Dec. 16 (Bloomberg) -- A spiraling default crisis in Europe poses the “single biggest threat” to the world economy, IHS Inc. chief economist Nariman Behravesh said today in an interview on Bloomberg Television.
“The predominant risks are on the downside” to the global economy, he said on Bloomberg Television’s “Surveillance Midday” with Tom Keene. Those risks included China’s ability to “engineer a soft landing,” he said.
Behravesh said economic research firm IHS had “penciled in” a recession for Europe, while the U.S. would probably avoid a renewed slump. Emerging economies like China and Brazil would continue to be the drivers of world growth, while developed economies, including the U.S., will see “sluggish growth.”
“It’s very much still this sort of a two-speed world,” he said.
IHS forecasts the U.S. economy will grow 1.8 percent next year, he said. “It’s not great, it’s not horrible either.

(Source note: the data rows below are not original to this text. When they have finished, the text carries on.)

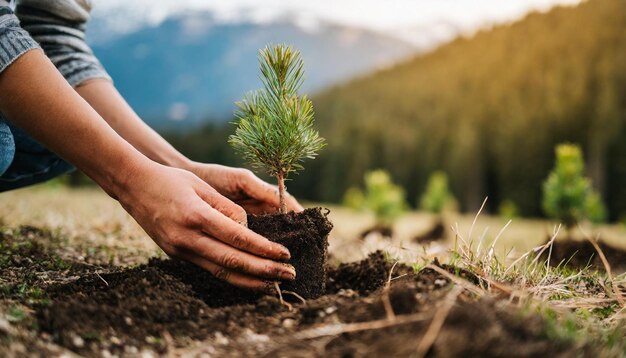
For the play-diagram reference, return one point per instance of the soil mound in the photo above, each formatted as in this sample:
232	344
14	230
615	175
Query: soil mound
305	234
165	305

It’s sluggish but no double dip,” he said, referring to another recession.
Growth at that pace would generate 125,000 to 150,000 jobs a month, which he said would only bring down U.S. unemployment from its current 8.6 percent rate “very gradually.”

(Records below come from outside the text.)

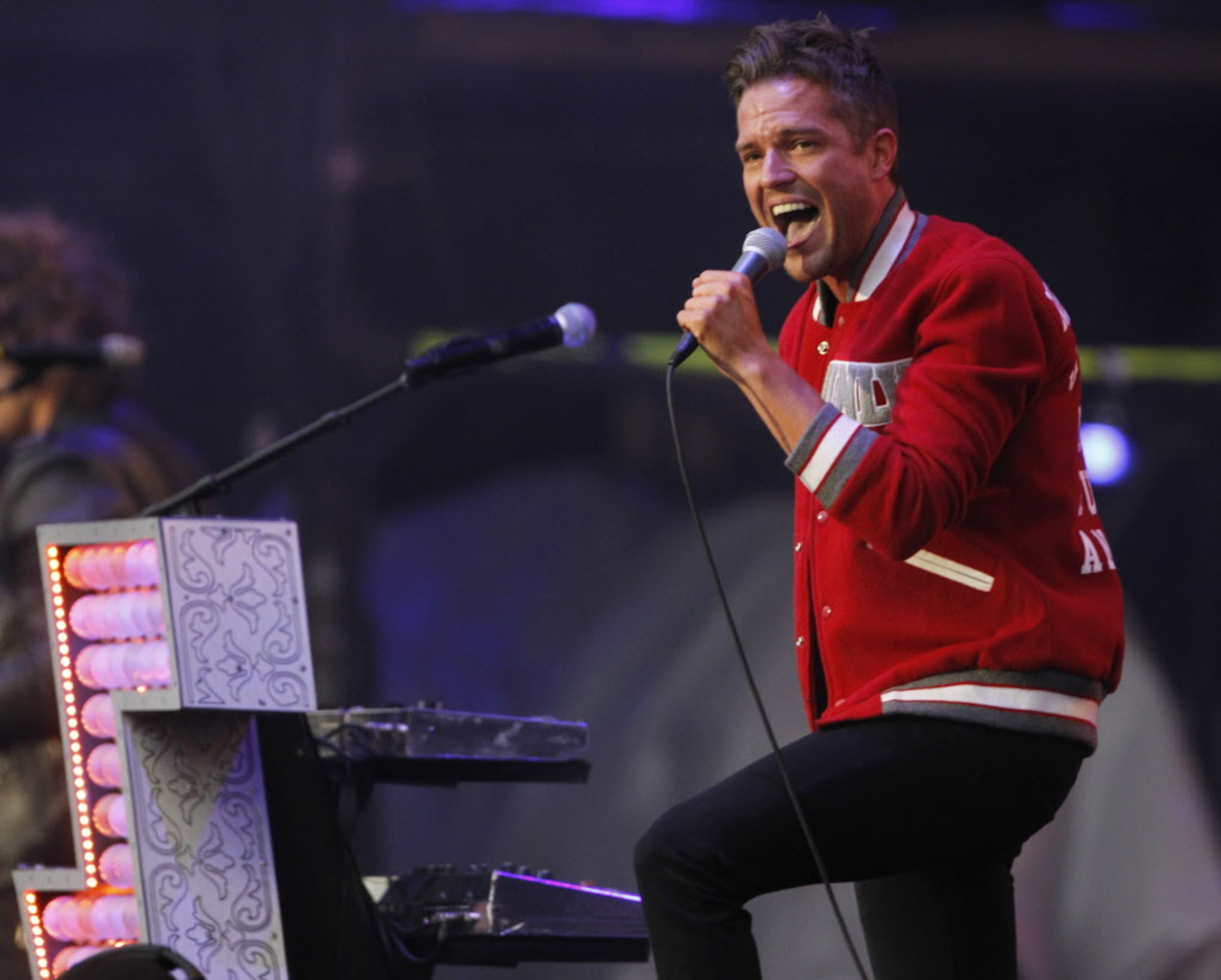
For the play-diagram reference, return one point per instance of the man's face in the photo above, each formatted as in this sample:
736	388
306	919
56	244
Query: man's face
805	176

He said Federal Reserve monetary policy could do little to bring down unemployment. “What’s going to drive down the unemployment rate is confidence on the part of businesses and consumers, for consumers to spend, for businesses to hire.”

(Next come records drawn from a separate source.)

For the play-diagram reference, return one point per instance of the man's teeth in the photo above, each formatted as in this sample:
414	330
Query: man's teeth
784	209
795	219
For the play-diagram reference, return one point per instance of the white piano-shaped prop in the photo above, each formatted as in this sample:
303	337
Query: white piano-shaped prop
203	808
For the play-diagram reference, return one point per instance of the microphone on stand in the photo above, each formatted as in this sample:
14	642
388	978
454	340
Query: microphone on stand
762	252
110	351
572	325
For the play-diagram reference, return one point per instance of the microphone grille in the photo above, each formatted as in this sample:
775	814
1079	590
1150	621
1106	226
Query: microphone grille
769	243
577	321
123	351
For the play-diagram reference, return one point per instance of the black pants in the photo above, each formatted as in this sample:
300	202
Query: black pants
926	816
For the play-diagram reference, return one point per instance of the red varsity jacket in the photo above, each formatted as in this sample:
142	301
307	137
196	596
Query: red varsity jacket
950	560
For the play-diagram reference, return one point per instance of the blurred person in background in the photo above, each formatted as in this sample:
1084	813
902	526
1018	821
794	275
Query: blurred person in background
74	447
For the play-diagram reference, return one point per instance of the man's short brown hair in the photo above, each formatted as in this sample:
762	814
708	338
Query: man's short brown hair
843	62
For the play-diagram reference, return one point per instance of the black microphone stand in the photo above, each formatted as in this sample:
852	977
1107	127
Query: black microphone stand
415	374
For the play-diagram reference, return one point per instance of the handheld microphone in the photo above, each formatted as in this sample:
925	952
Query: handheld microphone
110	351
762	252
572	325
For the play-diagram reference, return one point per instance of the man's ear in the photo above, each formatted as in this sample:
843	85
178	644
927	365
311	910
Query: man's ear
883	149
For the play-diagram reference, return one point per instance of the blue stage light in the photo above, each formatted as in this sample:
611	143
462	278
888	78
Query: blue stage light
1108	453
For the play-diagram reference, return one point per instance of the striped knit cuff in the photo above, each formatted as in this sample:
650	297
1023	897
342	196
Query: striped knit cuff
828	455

Better-than-forecast economic data in recent months in the U.S. had given the Federal Reserve more latitude to weigh its monetary-policy options, he said. “In that sense, it doesn’t necessarily have to pull the trigger on” additional quantitative easing “or anything dramatic yet,” he said.
“Given the economy is looking a little better, it does have more room to maneuver,” he said. “The Fed in that sense is very fortunate.”